Department of Justice Gender Equality Network members urged leadership create a new centralized “triage team” to tackle doxxing, threats and other online attacks on career federal workers. Anna Moneymaker/Getty Images

Employee group urges centralized response to increase in doxxing and threats against federal workers

The Department of Justice Gender Equality Network urged department leadership to create a centralized “triage” team to better tackle instances where members of the public doxx or threaten employees online.

An employee association within the Justice Department is urging departmental leaders to take new steps to combat the recent uptick in instances of doxxing and threatening federal employees on the Internet.

Doxxing refers to the malicious publication of a person’s personal information, such as home address, phone number and other contact information, and as such is often closely tied with an uptick in online threats made against the practice’s target. Officials at the Department of Justice Gender Equality Network, an employee group representing nearly 2,000 Justice Department workers, said the workforce has seen an uptick in both doxxing and online threats against individual employees as federal law enforcement began investigating and prosecuting cases in relation to the January 6, 2021 storming of the U.S. Capitol.

In a letter to Deputy Attorney General Lisa Monaco and Assistant Attorney General fort he Justice Management Division Jolene Lauria, first reported by Politico, the group urged leadership create a new centralized “triage team” to tackle doxxing, threats and other online attacks on career federal workers.

In the letter, DOJGEN President Stacey Young and member Jay Sinha said that career employees tasked with prosecuting January 6 defendants, attorneys representing the administration in legal challenges to the Biden administration’s immigration policy and FBI agents serving search warrants on “high profile-individuals”—in an apparent reference to former President Trump—have all been targeted for threats and other online harassment in the last three years.

“Novel threats that extend well beyond senior Department leadership have intensified employees’ fears,” Young and Sinha wrote. “For example, DOJ employees have recently appeared on online “target” lists, and reporting revealed that organizations are planning to doxx hundreds of federal servants for their perceived political or ideological leanings.
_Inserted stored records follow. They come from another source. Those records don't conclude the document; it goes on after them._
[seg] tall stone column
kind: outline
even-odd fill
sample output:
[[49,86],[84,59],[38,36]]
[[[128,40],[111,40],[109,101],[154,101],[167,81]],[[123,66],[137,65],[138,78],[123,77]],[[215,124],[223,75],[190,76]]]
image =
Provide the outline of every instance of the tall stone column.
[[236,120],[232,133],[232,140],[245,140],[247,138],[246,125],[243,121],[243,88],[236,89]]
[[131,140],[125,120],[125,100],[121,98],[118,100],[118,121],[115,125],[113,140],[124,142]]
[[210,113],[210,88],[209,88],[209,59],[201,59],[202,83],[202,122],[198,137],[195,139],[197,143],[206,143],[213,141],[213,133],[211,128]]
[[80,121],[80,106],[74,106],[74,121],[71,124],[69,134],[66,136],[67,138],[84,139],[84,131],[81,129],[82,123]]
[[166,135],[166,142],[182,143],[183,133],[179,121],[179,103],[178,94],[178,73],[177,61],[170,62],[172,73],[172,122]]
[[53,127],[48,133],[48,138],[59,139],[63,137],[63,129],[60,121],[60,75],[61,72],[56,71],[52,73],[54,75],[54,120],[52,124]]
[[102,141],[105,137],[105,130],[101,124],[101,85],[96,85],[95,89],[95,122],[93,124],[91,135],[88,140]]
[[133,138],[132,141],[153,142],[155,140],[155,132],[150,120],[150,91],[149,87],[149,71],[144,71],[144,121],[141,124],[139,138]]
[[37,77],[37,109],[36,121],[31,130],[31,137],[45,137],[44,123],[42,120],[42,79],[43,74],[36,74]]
Beyond doxxing, recent studies showed the ease with which federal employees’ movements can be tracked through the purchase of phone location data.”

The doxxing career civil servants is not just concentrated on the Justice Department. The American Accountability Foundation, a right-wing “oversight and research” organization, published the names of more than 50 career employees at the Homeland Security Department, and described them as “targets.” The group’s work is funded through a grant from the Heritage Foundation.

The group argued that creating a centralized “triage team”—and a centralized location to report instances of doxxing and other online threats and harassment would be more effective than the department’s current patchwork of officials across its many subcomponents.

“The department’s vast array of offices and subject matter experts who are key to responding to doxxing and other online threats are currently dispersed throughout DOJ’s more than 40 separate component organizations and 115,000 employees,” they wrote. “We urge the department to quickly create a centralized triage team to leverage and coordinate resources so it can more nimbly respond to the fast-moving, multi-faceted problem. Such a team would also telegraph to the workforce and the public the seriousness of doxxing and other online threats against DOJ employees and underscore the department’s commitment to combatting them.”

The organization also urged the department to update its guidance on what employees should do if they are targeted, and it suggested the department offer to subsidize victims’ purchase of commercial identity protection services.

“Employees who are particularly vulnerable to doxxing and other online threats have greatly benefited from commercial services that provide individualized counseling and support, and initiate [personally identifiable information] removal requests from public websites,” Young and Sinha wrote. “One DOJ GEN member who prosecutes high-profile January 6 cases described these services as a ‘lifesaver’ after she was doxed and threatened online. Just as DOJ helps subsidize malpractice insurance for attorneys who need it, it should do the same for employees who need the protection that commercial PII removal and counseling services provide.”